I started over again with a different pump. This pump had always run on LHM and was in a very good condition. The wear of the pump parts was not excessive and the aluminum pump body was in a very good condition.
I used a pulley extractor to remove the spindle from the pump. Be careful not to lift the pistons out off the cylinders in this stage as the pistons and cylinders are couples and should be kept together. I also kept the pushrods with the cylinder in order not to end up with the tedious process to determine the accurate length of the rods as described in the repair manual. All other parts can be mixed.
After removing the pistons and pushrods with their springs, the cylinders can be removed from the aluminum pump body using a wooden hammer. Also the endplate can be removed by using this wooden hammer. On the photo the complete disassembled pump is visible. as can be seen the pushrods, pistons and cylinders are kept together in a wooden block. All parts were cleaned thouroughly.
After the cleaning new seal rings were inserted in the aluminum block and the cylinders were put in place at their original positions after using some LHS (or LHM if the pump should be operated with LHM) to make it easier to insert them. After that the valves, valve guides, springs and seal rings were put in place again. On the endplate the seal ring was also replaced. The endplate was put onto of the pump body and screws were tightened with 3.5 mkg (34.335 N.m = 25.32 ft.lbF = 303.8 in.lbF).
After the assembly of the pump body this assembly can be tested for leaks. I connected the pump using a small adapter I made (as can be seen in the photo) so that I could use a standard hydraulic pipe (4.5mm). The pressure was produced using the sphere tester in combination with an adapter to be able to connect a hydraulic pipe. During the testing some LHS fluid leaked out off some cylinders due to valves not closing perfectly. Personally I think this is not dramatically. I carefully checked the seals between the pump body and endplate. These should not leak any fluid as this will cause problems when the pump is mounted.

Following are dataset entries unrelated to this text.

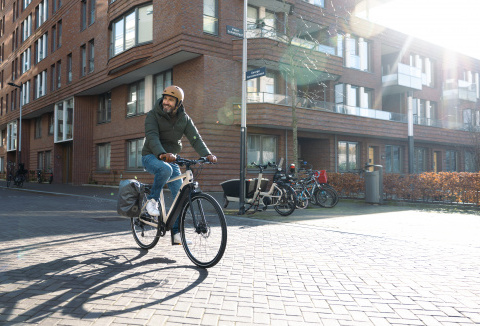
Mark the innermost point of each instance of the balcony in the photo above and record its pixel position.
(460, 90)
(306, 103)
(405, 78)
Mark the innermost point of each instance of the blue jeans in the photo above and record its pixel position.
(163, 172)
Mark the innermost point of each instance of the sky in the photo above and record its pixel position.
(453, 24)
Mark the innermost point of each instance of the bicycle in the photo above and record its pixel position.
(10, 168)
(281, 195)
(202, 220)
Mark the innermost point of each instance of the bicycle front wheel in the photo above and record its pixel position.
(287, 202)
(145, 235)
(203, 230)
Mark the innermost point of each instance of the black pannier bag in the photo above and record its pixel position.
(129, 196)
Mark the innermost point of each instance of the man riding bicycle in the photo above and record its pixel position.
(165, 125)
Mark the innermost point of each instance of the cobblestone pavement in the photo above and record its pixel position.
(70, 260)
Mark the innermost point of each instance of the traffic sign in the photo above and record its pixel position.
(238, 32)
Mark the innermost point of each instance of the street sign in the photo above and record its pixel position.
(238, 32)
(255, 73)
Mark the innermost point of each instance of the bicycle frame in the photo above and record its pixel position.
(186, 189)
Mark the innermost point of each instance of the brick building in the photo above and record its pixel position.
(86, 71)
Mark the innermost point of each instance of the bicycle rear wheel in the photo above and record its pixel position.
(145, 235)
(203, 230)
(326, 197)
(287, 202)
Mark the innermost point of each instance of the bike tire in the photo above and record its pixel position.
(326, 197)
(288, 201)
(146, 236)
(205, 244)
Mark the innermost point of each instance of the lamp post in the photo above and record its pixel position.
(20, 126)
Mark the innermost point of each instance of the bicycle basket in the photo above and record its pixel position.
(129, 194)
(321, 176)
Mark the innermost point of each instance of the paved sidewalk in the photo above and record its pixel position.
(70, 260)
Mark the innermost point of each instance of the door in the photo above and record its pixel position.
(67, 162)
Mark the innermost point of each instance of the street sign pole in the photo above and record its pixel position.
(243, 129)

After testing the pistons, springs and pushrods are remounted in the right order (piston 1 in cylinder 1 ect...). Citroen did sell special clamps to hold the piston in the cylinder. I did this without the clamps. With a little bit of care this is possible by gently pressing the axle (with a replaced seal-ring) down while ajusting the position of the pushrods.

The next stage is to press the axle in place. I did not have a proper press for this so I produced a temporary press using some scrap iron (see photo) in combination with parts of the pulley extractor. This worked fine for pushing the axle in place. I used the same press and a wooden cup to press the pump housing in place. Take care that the fluid inlet is positioned correctly as shown on the photo.

After repainting the pump with 2-pack black paint the pump was ready to be mounted.